A l’heure actuelle, la manière dont les données sont présentées rendent délicate l’évaluation des résultats. Si nous prenons 100 hommes et que nous les testons (ou pas), combien tirent bénéfice [des tests génétiques] ? La plupart des données présentées indique uniquement la proportion d’hommes qui changent d’avis sur la nécessité de pratiquer une biopsie ou de se traiter, [suite au résultat du test].

Pour aller plus loin, nous avons besoin de données en conditions réelles, avec des résultats sur le long terme et permettant de savoir ce que nous obtenons exactement comme résultat.

La route est-elle encore longue ?

[…] Nous devrons, d’une façon ou d’une autre, déterminer si les coûts en valent la peine. Ainsi, peut-être les tests seront-ils remboursés, ce qui permettra aux hommes d’en bénéficier.

Mais, nous devons veiller à ce qu’il ne s’agisse pas, une nouvelle fois, de tests très coûteux et qui n’apportent de réelle différence sur le plan de la prise de décision. Au final, je pense que nous allons dans la bonne direction, que les tumeurs dangereuses expriment des gènes qui peuvent être identifiés et quantifiés, de façon à ce que nous puissions dire aux patients s’ils doivent se faire traiter ou non ou s’il faut opter pour une thérapie conservatrice.

Aux Etats-Unis, peu d'hommes acceptent la surveillance active lorsqu'ils y sont éligibles. Ces tests supplémentaires pourraient nous aider à les convaincre d’accepter une approche conservatrice.

Je suis encouragé par ce que je vois. Je pense que nous avons besoin de plus de données pour mieux comprendre le bénéfice net global et l’intérêt clinique, mais il s’agit d’une voie intéressante et, au final, je crois qu’elle aidera beaucoup d’hommes à obtenir ce dont ils ont vraiment besoin en termes de biopsie et de traitement.

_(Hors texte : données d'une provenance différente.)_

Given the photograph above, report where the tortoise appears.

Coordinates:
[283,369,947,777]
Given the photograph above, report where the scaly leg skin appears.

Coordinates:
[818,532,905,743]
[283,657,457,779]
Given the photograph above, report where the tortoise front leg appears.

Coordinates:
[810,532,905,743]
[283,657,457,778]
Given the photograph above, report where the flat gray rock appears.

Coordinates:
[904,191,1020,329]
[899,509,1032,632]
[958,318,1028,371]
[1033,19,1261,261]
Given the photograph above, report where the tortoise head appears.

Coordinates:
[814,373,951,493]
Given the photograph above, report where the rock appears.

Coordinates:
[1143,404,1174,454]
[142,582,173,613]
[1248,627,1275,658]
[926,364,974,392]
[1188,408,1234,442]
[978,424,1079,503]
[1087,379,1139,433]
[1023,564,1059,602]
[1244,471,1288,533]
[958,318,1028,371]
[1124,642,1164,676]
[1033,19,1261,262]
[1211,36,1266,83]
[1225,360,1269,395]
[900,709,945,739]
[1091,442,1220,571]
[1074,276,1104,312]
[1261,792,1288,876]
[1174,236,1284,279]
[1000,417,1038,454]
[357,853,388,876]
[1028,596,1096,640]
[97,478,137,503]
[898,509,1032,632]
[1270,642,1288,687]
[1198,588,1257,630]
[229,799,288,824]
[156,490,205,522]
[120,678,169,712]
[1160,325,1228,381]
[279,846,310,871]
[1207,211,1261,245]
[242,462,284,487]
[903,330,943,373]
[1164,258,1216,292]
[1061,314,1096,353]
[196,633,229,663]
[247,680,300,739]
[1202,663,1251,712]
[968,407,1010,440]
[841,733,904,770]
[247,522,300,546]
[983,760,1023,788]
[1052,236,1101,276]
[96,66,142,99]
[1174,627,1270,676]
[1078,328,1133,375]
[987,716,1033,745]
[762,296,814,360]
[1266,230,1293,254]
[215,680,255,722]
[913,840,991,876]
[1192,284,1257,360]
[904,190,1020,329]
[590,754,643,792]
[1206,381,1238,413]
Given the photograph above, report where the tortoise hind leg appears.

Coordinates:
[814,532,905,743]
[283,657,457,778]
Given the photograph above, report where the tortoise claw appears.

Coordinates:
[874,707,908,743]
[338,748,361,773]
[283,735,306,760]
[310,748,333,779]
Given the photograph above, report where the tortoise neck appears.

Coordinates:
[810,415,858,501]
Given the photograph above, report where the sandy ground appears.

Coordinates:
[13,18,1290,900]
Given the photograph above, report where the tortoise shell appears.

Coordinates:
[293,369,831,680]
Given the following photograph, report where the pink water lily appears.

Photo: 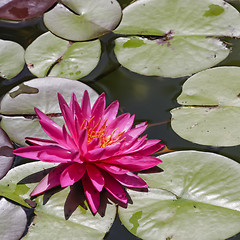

Ce sujet a fait l'objet d'une publication dans Medscape.com

Gerald Chodak a déclaré les liens d’intérêts suivants:

- Directeur, partenaire, employé, conseillé, consultant, administrateur pour Amgen Inc.; Dendreon Corporation; Johnson & Johnson Pharmaceutical Research & Development, LLC; Medivation, Inc.; Myriad; Watson Pharmaceuticals, Inc.

 

REFERENCES:

1. Cuzick J, Stone S, Yang, ZH, et al. Validation of a 46-gene cell cycle progression (CCP) RNA signature for predicting prostate cancer death in a conservatively managed watchful waiting needle biopsy cohort. Program and abstracts of the American Urological Association Annual Meeting; May 16-21, 2014; Orlando, Florida. Abstract MP79-17.

2. Lin D, McGee S, Rieger-Christ K, et al. The 4KScore test as a predictor of high-grade prostate cancer on biopsy. Program and abstracts of the American Urological Association Annual Meeting; May 16-21, 2014; Orlando, Florida. Abstract PI-06.